Veterinary ultrasound is a less invasive and painless procedure to explore a patient's soft tissue abnormalities, internal organs, gastrointestinal tract, vasculature and lymphatic system; The liver, gallbladder, kidneys, adrenal glands, spleen, urinary bladder, pancreas, stomach, intestines, lymph nodes and blood vessels of the abdomen can be readily imaged. Ultrasound is also often used on an emergency basis after trauma to look for fluid accumulations and to be able to monitor the extent or progression of abdominal bleeding.
Ultrasound can be one of the most valuable tools in your veterinarian’s armamentarium when assessing a patient with an enlarged or painful abdomen or with suspicious changes in routine lab tests. Pancreatitis, a common and sometimes lifethreatening disease, can often be confirmed, and sometimes its severity can be determined by ultrasound.
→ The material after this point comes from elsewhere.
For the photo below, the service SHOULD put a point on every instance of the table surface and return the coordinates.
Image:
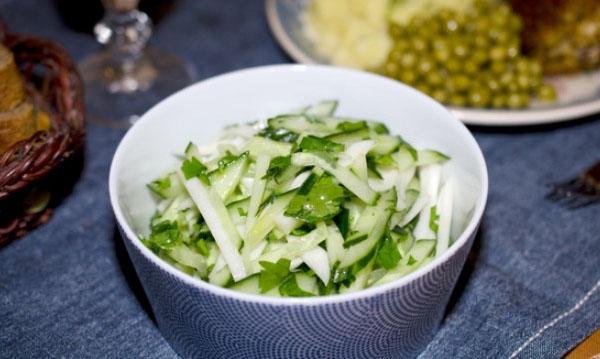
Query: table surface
(69, 290)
Cancers can often be detected early enough to allow surgical removal before metastasis (spread to other organs) occurs. Bladder stones and/or kidney stones (even some that do not show up on radiographs) can be found and a thorough assessment for urethral or ureteral obstruction can be performed. Other conditions that are often recognized with ultrasound include infected gallbladders, enlarged adrenal glands, kidneys damaged by toxins such as antifreeze, diffuse liver disease, lymphoma and other cancers, enlarged lymph nodes and reproductive tract abnormalities such as an infected uterus or inflamed prostate gland.
Sometimes the abdomen is swollen because of an accumulation of fluid around the abdominal organs; fluid diminishes the capability of radiographs, but ultrasound is excellent in determining whether the cause is a poorly functioning heart or disease in the abdominal organs. Ultrasound can also be used to look at the heart. An echocardiogram is used to measure the walls of the heart, evaluate the individual heart valves, assess systemic pressures, pulmonary pressures and contractility.
Ultrasound guided biopsies are commonly used as a minimally invasive way to get accurate samples of diseased organs while avoiding blood vessels and other fragile structures. Often these biopsies prevent the need for surgery to diagnose an animal’s condition. You can also use the ultrasound as a guide to obtain samples of fluid, such as urine or abdominal/thoracic effusion. Being guided by the ultrasound is safer for the patient because of the extra assurance of avoiding vital structures.
Needless to say, ultrasound has become a very important part of keeping our pets healthy. With the development of newer equipment and new techniques, more and more detailed information can be obtained about a pet’s health to easily and accurately detect previously hidden diseases.